Some personnel at the embassy in Caracas also must leave, Venezuela's foreign ministry said in a statement. President Hugo Chavez said yesterday that Israel's fight against Hamas was "genocidal" and had the support of President George W. Bush.
"If there's any shame in the world, the president of Israel should be taken to the International Criminal Court along with the president of the United States," Chavez said today in comments broadcast by state television. "How much are the Palestinian children suffering?"
Calls to the Israeli embassy in Venezuela weren't answered. The Venezuelan foreign ministry's statement didn't specify how many staff members from the embassy would be expelled.
Governments across Latin America, including Argentina, Brazil, Colombia and Mexico, have condemned the violence in the Middle East and called for an end to fighting.
Israeli forces struck a school run by the United Nations in the Gaza Strip this week, killing at least 30 Palestinians, according to Christopher Gunness, a spokesman for the UN Relief and Works in Jerusalem.

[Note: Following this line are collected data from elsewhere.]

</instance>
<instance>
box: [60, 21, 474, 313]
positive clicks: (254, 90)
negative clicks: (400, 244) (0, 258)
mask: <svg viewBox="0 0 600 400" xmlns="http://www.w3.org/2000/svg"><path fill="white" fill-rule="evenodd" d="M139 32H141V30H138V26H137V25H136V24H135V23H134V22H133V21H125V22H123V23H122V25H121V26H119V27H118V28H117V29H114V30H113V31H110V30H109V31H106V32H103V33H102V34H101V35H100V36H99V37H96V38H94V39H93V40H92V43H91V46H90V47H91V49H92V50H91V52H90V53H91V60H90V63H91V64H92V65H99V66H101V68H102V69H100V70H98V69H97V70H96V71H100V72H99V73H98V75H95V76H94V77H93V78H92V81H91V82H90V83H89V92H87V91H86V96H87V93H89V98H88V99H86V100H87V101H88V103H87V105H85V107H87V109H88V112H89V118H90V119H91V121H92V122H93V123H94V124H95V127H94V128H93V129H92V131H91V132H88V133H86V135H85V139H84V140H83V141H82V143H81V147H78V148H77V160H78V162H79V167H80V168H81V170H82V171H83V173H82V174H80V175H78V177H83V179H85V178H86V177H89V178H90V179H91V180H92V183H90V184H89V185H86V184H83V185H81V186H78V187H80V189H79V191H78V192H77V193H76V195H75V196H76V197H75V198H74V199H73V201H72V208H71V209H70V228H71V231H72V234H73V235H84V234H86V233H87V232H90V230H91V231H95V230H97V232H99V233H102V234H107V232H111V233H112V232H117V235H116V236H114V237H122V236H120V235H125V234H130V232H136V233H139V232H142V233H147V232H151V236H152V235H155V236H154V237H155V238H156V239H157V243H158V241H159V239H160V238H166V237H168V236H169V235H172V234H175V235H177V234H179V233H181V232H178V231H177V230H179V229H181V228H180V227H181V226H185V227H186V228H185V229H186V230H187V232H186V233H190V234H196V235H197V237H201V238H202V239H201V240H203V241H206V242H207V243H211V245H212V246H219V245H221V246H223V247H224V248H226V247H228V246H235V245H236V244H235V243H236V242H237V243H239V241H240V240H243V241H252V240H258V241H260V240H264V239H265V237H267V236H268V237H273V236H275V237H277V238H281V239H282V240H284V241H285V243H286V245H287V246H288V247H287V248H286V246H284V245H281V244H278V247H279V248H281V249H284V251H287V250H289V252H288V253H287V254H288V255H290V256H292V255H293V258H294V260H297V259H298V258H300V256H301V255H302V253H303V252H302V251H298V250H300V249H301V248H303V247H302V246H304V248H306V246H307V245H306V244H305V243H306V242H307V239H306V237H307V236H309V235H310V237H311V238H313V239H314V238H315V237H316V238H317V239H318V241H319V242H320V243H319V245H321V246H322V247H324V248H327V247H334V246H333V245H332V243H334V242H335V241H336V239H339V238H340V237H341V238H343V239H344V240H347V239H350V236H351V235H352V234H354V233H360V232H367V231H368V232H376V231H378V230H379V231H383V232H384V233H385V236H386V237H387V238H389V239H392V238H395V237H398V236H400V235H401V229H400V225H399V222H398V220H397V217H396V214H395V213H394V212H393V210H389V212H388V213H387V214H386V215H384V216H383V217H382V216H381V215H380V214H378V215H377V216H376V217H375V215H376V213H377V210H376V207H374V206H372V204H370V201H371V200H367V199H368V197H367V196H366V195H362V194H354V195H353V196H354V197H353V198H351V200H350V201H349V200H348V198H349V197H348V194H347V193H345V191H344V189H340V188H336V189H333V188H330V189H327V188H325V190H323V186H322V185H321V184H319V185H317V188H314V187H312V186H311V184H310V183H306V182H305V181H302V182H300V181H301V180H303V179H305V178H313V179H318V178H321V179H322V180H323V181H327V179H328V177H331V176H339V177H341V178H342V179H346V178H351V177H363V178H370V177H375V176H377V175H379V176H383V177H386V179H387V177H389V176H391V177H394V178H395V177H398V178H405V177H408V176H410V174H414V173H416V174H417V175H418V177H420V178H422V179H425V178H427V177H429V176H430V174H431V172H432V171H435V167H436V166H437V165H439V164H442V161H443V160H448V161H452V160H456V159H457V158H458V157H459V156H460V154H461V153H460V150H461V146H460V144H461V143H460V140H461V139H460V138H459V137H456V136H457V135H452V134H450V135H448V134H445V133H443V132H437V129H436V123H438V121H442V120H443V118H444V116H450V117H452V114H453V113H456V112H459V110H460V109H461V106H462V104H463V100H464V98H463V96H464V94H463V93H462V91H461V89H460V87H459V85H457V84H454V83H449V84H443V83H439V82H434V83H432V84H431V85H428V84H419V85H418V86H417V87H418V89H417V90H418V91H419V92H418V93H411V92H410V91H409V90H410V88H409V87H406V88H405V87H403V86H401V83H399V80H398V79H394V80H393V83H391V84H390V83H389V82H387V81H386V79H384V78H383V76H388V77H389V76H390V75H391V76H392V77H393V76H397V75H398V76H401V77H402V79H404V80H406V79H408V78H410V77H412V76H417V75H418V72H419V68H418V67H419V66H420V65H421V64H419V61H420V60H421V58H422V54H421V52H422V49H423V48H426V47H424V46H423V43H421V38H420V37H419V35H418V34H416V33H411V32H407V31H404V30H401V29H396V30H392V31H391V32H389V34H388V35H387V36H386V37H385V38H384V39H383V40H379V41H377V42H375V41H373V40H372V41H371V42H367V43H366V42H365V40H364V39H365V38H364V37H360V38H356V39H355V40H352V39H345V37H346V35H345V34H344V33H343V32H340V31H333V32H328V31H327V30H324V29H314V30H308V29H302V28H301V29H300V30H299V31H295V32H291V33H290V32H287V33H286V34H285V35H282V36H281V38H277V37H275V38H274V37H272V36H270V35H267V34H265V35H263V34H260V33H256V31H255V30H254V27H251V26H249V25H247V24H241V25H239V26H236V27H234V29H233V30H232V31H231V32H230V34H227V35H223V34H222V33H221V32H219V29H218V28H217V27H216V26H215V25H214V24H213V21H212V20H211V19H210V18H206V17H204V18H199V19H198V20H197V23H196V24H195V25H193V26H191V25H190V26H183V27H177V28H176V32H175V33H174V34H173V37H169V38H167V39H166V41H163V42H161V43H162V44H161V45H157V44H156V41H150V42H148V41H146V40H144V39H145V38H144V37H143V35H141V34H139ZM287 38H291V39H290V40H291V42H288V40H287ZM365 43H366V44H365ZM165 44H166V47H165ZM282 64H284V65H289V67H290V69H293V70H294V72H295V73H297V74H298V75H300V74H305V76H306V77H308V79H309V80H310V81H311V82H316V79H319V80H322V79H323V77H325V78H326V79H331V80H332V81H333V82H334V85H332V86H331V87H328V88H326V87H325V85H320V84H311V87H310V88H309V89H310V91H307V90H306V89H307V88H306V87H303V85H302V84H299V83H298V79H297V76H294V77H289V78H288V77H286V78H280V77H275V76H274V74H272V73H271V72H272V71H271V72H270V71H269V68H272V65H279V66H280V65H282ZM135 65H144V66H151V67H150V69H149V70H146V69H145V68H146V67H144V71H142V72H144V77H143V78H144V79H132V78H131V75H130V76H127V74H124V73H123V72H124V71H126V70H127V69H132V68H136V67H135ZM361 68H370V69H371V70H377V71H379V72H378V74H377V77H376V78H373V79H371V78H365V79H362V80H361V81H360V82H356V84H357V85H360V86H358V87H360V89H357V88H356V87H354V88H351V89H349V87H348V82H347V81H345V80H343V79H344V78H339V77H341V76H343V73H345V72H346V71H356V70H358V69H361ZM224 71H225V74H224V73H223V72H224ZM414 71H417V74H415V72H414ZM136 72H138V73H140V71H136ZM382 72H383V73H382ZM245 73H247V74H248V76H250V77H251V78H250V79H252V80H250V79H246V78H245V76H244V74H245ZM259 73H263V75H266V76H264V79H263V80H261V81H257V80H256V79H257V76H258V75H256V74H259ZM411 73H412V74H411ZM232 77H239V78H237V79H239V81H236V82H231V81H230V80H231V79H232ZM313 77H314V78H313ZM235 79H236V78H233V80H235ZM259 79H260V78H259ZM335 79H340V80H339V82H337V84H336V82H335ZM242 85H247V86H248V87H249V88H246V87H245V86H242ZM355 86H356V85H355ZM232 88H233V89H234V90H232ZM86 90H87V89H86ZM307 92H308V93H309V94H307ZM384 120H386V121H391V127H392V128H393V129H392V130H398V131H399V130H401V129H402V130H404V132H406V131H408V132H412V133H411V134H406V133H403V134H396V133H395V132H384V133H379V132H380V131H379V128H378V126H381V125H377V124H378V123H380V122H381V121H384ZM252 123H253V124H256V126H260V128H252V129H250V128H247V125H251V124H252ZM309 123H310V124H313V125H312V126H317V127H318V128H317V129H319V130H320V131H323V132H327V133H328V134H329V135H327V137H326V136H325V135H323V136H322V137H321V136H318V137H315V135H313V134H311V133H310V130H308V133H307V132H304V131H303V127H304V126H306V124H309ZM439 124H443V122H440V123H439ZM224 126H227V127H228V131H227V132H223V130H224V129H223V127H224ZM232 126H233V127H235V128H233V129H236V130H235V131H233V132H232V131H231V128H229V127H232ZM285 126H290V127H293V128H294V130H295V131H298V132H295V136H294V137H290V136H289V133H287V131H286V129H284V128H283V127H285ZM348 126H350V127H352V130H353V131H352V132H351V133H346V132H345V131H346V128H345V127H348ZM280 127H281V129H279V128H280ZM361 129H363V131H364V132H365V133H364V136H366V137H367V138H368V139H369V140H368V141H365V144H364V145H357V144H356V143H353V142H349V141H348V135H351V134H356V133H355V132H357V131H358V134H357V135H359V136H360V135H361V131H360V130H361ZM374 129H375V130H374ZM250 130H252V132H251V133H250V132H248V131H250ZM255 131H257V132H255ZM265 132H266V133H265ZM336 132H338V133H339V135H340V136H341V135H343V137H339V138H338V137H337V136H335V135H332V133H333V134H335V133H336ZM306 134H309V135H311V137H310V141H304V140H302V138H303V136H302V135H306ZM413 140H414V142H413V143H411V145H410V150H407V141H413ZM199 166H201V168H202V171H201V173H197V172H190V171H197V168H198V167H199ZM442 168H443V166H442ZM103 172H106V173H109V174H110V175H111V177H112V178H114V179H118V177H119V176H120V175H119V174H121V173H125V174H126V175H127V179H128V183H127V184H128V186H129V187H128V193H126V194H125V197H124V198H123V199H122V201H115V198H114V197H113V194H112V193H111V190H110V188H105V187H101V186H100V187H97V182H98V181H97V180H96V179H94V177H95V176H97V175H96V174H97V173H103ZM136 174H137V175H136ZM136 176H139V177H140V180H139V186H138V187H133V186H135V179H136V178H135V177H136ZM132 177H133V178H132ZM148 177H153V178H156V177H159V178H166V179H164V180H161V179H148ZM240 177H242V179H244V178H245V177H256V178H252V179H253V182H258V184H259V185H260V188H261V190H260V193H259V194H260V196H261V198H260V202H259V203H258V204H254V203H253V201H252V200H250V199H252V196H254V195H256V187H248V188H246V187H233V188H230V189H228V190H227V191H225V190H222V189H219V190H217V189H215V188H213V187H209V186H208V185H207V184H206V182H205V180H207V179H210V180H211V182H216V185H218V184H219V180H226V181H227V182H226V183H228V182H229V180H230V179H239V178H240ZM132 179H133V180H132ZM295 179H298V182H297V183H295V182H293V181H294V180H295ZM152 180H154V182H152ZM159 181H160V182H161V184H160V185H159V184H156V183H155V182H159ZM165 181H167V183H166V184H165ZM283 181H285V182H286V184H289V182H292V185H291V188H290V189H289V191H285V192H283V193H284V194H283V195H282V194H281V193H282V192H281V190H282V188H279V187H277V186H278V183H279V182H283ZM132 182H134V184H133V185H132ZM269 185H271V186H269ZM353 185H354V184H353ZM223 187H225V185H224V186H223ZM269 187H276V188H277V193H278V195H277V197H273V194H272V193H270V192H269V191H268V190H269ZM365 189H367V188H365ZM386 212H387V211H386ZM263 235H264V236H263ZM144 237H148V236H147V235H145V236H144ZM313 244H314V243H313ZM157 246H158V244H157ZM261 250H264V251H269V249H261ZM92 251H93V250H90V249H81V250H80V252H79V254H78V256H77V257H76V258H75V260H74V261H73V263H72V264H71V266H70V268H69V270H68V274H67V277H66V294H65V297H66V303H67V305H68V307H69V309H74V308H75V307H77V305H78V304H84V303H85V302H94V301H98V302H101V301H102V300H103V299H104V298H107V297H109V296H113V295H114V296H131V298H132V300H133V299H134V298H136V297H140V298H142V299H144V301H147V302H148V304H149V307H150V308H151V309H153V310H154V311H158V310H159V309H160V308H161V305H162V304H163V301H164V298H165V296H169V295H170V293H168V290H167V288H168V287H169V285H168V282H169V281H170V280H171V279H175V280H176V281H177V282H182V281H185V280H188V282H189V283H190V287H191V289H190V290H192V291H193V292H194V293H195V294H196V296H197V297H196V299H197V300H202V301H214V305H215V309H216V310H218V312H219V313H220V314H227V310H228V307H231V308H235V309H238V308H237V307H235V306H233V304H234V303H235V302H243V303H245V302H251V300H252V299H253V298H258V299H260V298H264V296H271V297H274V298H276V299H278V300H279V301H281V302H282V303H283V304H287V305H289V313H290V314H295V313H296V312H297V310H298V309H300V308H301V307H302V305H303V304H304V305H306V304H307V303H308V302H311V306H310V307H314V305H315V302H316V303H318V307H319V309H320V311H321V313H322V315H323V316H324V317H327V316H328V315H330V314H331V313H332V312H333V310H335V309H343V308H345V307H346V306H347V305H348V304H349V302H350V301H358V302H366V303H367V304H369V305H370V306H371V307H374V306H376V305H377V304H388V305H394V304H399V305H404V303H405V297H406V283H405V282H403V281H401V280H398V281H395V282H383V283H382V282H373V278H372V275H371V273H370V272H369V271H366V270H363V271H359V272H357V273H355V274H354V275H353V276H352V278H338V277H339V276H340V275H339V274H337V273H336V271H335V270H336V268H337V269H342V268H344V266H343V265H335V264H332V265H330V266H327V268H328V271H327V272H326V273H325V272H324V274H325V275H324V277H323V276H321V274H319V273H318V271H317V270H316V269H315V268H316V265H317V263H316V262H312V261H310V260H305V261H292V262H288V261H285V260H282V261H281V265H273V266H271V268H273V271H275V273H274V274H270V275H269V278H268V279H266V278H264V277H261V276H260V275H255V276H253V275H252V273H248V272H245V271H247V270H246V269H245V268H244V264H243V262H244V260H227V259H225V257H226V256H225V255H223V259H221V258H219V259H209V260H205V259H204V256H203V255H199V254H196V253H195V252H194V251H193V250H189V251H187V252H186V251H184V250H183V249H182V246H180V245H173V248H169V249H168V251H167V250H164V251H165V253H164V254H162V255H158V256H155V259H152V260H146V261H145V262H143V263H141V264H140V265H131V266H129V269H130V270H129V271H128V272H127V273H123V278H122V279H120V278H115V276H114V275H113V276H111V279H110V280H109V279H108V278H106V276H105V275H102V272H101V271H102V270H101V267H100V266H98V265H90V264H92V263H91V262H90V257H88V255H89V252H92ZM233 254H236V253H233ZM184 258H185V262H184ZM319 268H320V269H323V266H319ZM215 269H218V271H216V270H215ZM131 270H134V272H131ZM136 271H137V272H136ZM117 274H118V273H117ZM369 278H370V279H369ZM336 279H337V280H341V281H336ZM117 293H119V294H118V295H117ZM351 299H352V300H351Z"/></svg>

Several mosques and schools have been struck since Israel began an assault on Gaza 14 days ago.
At least 670 Palestinians have died in the conflict and 2,950 have been wounded, said Mu'awia Hassanein, chief of emergency medical services in Gaza. Six Israeli soldiers have been killed since the ground fighting began, the Zionist army said.
French President Nicolas Sarkozy, who has been lobbying throughout the Middle East for a cease-fire, said the casualties at the school demonstrate the urgent need to stop the fighting.
All branches of the Venezuelan government showed support for Palestinians today. Lawmaker Cilia Flores, president of the National Assembly, along with several other lawmakers, wore a traditional keffiyeh cloth during today's session.
"In this tragic and upsetting moment, the Venezuelan people communicate their unconditional solidarity with the heroic Palestinian people," the foreign ministry's statement said.
A dispute between Chavez and Israel may make it more difficult for US President-elect Barack Obama to improve relations with Venezuela. The socialist South American leader has accused the US of supporting opposition groups in Venezuela, and in September expelled the US ambassador in Caracas.
"It will be much harder for Obama to extend a generous olive branch after this, because pro-Israel sections of the Democratic and Republican parties aren't going to be happy," a political analyst said.